Children born outside marriage have for long been at the mercies of their biological fathers, and Section 12 permitted a father to deny a child their father’s name. This can have significant repercussions. Excluding the father’s name from the birth certificate can negatively impact other rights such as health, property and inheritance. In declaring this section unconstitutional, the Court noted that it accorded different treatment with respect to registration of birth and the entries of the particulars of the father to children born outside marriage as against those born within marriage. The state argued that one of the purposes of the impugned law was to protect the putative father from claims made by unscrupulous women. The Court rejected this and held that such an argument was based on an unacceptable patriarchal mindset that wished to protect men from taking responsibility from their actions, to the detriment of their children. Moreover, the legislation had safeguards in place to deal with false claims of paternity.

The state now has an obligation to ensure that all children are accorded the same treatment when being registered at birth regardless of the marital status of the mother. The state needs to formulate rules allowing a child to apply for the name of the putative father to be inserted in the birth register and birth certificate, after which notice would be given to the person concerned so that he could agree or object, and in the event of an objection, for a DNA test to be carried out.
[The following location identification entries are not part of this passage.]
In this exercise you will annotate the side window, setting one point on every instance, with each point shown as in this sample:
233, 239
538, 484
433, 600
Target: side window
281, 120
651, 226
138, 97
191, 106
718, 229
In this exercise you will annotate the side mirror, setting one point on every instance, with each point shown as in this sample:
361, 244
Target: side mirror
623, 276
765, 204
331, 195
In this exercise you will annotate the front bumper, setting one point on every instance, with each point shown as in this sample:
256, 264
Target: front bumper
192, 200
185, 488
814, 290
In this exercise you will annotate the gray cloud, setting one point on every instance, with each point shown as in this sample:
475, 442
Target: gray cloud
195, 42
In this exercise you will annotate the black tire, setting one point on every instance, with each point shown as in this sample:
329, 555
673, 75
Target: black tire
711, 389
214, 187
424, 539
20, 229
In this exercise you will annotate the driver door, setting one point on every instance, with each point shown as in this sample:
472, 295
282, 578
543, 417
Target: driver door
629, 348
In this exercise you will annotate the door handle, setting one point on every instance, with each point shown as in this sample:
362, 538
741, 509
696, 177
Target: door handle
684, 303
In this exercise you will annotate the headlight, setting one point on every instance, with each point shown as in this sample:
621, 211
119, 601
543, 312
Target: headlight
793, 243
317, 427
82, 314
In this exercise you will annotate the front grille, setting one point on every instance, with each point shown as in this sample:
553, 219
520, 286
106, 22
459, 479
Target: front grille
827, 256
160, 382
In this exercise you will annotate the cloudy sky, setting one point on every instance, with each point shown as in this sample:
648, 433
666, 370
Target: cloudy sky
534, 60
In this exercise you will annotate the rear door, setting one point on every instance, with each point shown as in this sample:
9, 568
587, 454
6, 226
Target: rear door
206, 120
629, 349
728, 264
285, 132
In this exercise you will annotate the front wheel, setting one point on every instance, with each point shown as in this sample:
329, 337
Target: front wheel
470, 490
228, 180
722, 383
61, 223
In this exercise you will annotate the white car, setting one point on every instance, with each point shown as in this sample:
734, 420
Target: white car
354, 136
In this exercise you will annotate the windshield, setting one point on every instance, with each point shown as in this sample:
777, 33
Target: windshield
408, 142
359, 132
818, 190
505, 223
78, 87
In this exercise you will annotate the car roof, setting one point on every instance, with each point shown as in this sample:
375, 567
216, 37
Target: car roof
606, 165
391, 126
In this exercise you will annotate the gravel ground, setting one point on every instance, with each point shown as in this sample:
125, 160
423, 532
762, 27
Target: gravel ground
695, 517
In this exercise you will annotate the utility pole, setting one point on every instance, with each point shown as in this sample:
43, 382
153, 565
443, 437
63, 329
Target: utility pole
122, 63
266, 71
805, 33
The decision is significant leap towards Kenya adhering to its obligations under international law. By virtue of Article 2(6) of the Constitution, ‘any treaty or convention ratified by Kenya shall form part of the law…’. Kenya has ratified the International Covenant on Civil and Political Rights, Article 24 of which gives every person the right to be registered at birth and to have a name. A similar provision is included in Article 53 of the Kenyan Constitution. The UN Human Rights Committee (HRC), in General Comment No. 17 on the Rights of Children, states that children should be protected against discrimination and affirmed that Article 24(2) of ICCPR is of special importance in the case of children born out of wedlock. A state’s periodic report to the HRC should include information on the steps the state has taken to remove discrimination between children born inside of wedlock and those born outside wedlock. The court in L.N.W. specifically relied on Article 24 of the ICCPR demonstrating the importance that international law can play in eradicating discrimination.

The decision in L.N.W v Attorney General & 3 others is a progressive step in furthering the best interests of the child and exorcising the lingering ghost of discrimination against children arising from their backgrounds.